# Implementing a custom solver

Now that we have all the elements, we can write a (very basic) solver in python.

In [1]:
"""Initialization (see "00 Basic solver usage")."""
import os
import numpy as np
import math

# Silence caffe network loading output. Must be set before importing caffe
os.environ["GLOG_minloglevel"] = '2'
import caffe
CAFFE_ROOT="/caffe"
os.chdir(CAFFE_ROOT) # change the current directory to the caffe root, to help
                     # with the relative paths
USE_GPU = True
if USE_GPU:
    caffe.set_device(0)
    caffe.set_mode_gpu()
else:
    caffe.set_mode_cpu()
# For reproducible results
caffe.set_random_seed(0) # custom modification, remove this line from your code if it doesn't work
np.random.seed(0)

## Loading the data

We are going to load the data from an LMDB database with the python `lmdb` module.

In [2]:
import lmdb

def image_generator(db_path):
    """A generator that yields all the images in the database, normalized."""
    db_handle = lmdb.open(db_path, readonly=True) # We don't need to write in there
    with db_handle.begin() as db:
        cur = db.cursor() # Points to an element in the database
        for _, value in cur: # Iterate over all the images
            # Read the LMDB and transform the protobuf into a numpy array
            datum = caffe.proto.caffe_pb2.Datum()
            datum.ParseFromString(value) # String -> Protobuf
            int_x = caffe.io.datum_to_array(datum) # parse the datum into a nparray
            x = np.asfarray(int_x, dtype=np.float32) # Convert to float
            yield x - 128 # Normalize by removing the mean
            
def batch_generator(shape, db_path):
    """A generator that yield all the images in the database by batches"""
    gen = image_generator(db_path)
    res = np.zeros(shape) # Result array
    while True: # It will stop when next(gen) finishes
        for i in range(shape[0]):
            res[i] = next(gen) # Set by slices
        yield res

## Testing the network

Every so often during training, we will test the network. It is a simple matter of iterating over the whole test database, running it through the network and collecting the results.

In [3]:
def test_network(test_net, db_path_test):
    # Average the accuracy and loss over the number of batches
    accuracy = 0
    loss = 0
    test_batches = 0
    input_shape = test_net.blobs["data"].data.shape
    for test_batch in batch_generator(input_shape, db_path_test):
        test_batches += 1
        # Run the forward step
        test_net.blobs["data"].data[...] = test_batch
        test_net.forward()
        # Collect the outputs
        accuracy += test_net.blobs["accuracy"].data
        loss += test_net.blobs["loss"].data
    return (accuracy / test_batches, loss / test_batches)

## Loading the network

Here, we want two networks: the training network, and the testing one. However, they should share the weights of their layers. Fortunately, `pycaffe` provides a `share_with` method to do just that.

In [4]:
net_path = "examples/mnist/lenet_train_test.prototxt"
net = caffe.Net(net_path, caffe.TRAIN)
test_net = caffe.Net(net_path, caffe.TEST) # Testing version
net.share_with(test_net) # Share the weights between the two networks

## Solving the network

Now is time to do the actual solving. This solver is relatively minimalistic, while still presenting the main features you could expect from a solver.

In [5]:
num_epochs = 2 # How many times we are going to run through the database
iter_num = 0 # Current iteration number

# Training and testing examples
db_path = "examples/mnist/mnist_train_lmdb"
db_path_test = "examples/mnist/mnist_test_lmdb"
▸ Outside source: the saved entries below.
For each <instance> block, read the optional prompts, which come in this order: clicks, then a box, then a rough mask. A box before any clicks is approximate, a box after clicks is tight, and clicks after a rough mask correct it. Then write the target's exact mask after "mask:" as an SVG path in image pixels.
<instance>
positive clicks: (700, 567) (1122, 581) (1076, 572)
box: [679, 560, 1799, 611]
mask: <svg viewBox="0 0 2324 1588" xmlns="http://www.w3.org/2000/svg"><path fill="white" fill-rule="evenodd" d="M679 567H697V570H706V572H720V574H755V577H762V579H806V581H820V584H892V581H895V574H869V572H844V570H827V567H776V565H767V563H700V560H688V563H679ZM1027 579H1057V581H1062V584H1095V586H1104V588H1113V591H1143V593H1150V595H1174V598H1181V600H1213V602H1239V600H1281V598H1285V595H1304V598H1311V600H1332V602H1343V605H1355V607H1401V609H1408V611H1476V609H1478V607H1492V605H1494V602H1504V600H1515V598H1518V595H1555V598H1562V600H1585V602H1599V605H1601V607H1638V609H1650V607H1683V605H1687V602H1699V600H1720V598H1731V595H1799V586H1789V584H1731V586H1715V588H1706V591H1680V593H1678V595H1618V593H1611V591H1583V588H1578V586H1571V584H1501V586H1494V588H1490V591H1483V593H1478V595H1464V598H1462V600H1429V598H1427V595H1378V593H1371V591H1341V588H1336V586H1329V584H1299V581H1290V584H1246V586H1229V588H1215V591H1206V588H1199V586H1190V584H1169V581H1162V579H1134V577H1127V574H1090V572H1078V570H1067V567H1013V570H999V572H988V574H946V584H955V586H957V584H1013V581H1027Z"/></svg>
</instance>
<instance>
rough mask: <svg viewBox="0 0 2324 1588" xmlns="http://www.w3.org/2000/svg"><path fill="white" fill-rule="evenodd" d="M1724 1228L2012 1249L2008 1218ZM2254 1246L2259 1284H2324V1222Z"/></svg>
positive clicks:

# Learning rate. We are using the lr_policy "inv", here, with no momentum
base_lr = 0.01
# Parameters with which to update the learning rate
gamma = 1e-4
power = 0.75

for epoch in range(num_epochs):
    print("Starting epoch {}".format(epoch))
    # At each epoch, iterate over the whole database
    input_shape = net.blobs["data"].data.shape
    for batch in batch_generator(input_shape, db_path):
        iter_num += 1
        
        # Run the forward step
        net.blobs["data"].data[...] = batch
        net.forward()
        
        # Clear the diffs, then run the backward step
        for name, l in zip(net._layer_names, net.layers):
            for b in l.blobs:
                b.diff[...] = net.blob_loss_weights[name]
        net.backward()
        
        # Update the learning rate, with the "inv" lr_policy
        learning_rate = base_lr * math.pow(1 + gamma * iter_num, - power)
        
        # Apply the diffs, with the learning rate
        for l in net.layers:
            for b in l.blobs:
                b.data[...] -= learning_rate * b.diff
        
        # Display the loss every 50 iterations
        if iter_num % 50 == 0:
            print("Iter {}: loss={}".format(iter_num, net.blobs["loss"].data))
            
        # Test the network every 200 iterations
        if iter_num % 200 == 0:
            print("Testing network: accuracy={}, loss={}".format(*test_network(test_net, db_path_test)))

print("Training finished after {} iterations".format(iter_num))
print("Final performance: accuracy={}, loss={}".format(*test_network(test_net, db_path_test)))
# Save the weights
net.save("examples/mnist/lenet_iter_{}.caffemodel".format(iter_num))

Starting epoch 0
Iter 50: loss=1.38813483715
Iter 100: loss=0.689562916756
Iter 150: loss=0.589528501034
Iter 200: loss=0.59515106678
Testing network: accuracy=0.881399998069, loss=0.428480608463
Iter 250: loss=0.606553435326
Iter 300: loss=0.395008981228
Iter 350: loss=0.173302009702
Iter 400: loss=0.336296796799
Testing network: accuracy=0.91219999969, loss=0.309457472917
Iter 450: loss=0.210273712873
Iter 500: loss=0.312768518925
Iter 550: loss=0.262531369925
Iter 600: loss=0.321408331394
Testing network: accuracy=0.922200001478, loss=0.266542272568
Iter 650: loss=0.384231954813
Iter 700: loss=0.22680439055
Iter 750: loss=0.241274178028
Iter 800: loss=0.288684517145
Testing network: accuracy=0.937700000405, loss=0.222113073906
Iter 850: loss=0.224339067936
Iter 900: loss=0.139535531402
Starting epoch 1
Iter 950: loss=0.22338809073
Iter 1000: loss=0.129087716341
Testing network: accuracy=0.94470000267, loss=0.193666659808
Iter 1050: loss=0.261462211609
Iter 1100: loss=0.106695577502


This minimalistic solver shows the possibilities of what you can do in Python. However, to make a proper solver, we would need to implement many more features: different learning rate policies (momentum), gradient clipping, batch normalization, and other potential improvements.

One way to do that is to implement everything in Python, but it has its disadvantages:

  - It is slower than C++, even though usually most of the time will be spent on the GPU anyway
  - Re-writing it should not be necessary, the logic is already there in the C++ code
  - Re-writing it **will** lead to bugs, sometimes hard to check
  
For all these reasons, sometimes it's better to just call the c++ functions directly. Caffe has a relatively limited python API for now, but it will grow, and it is relatively easy to modify to add the functionnalities you want. The next tutorial will cover Python API modifications for custom function calls.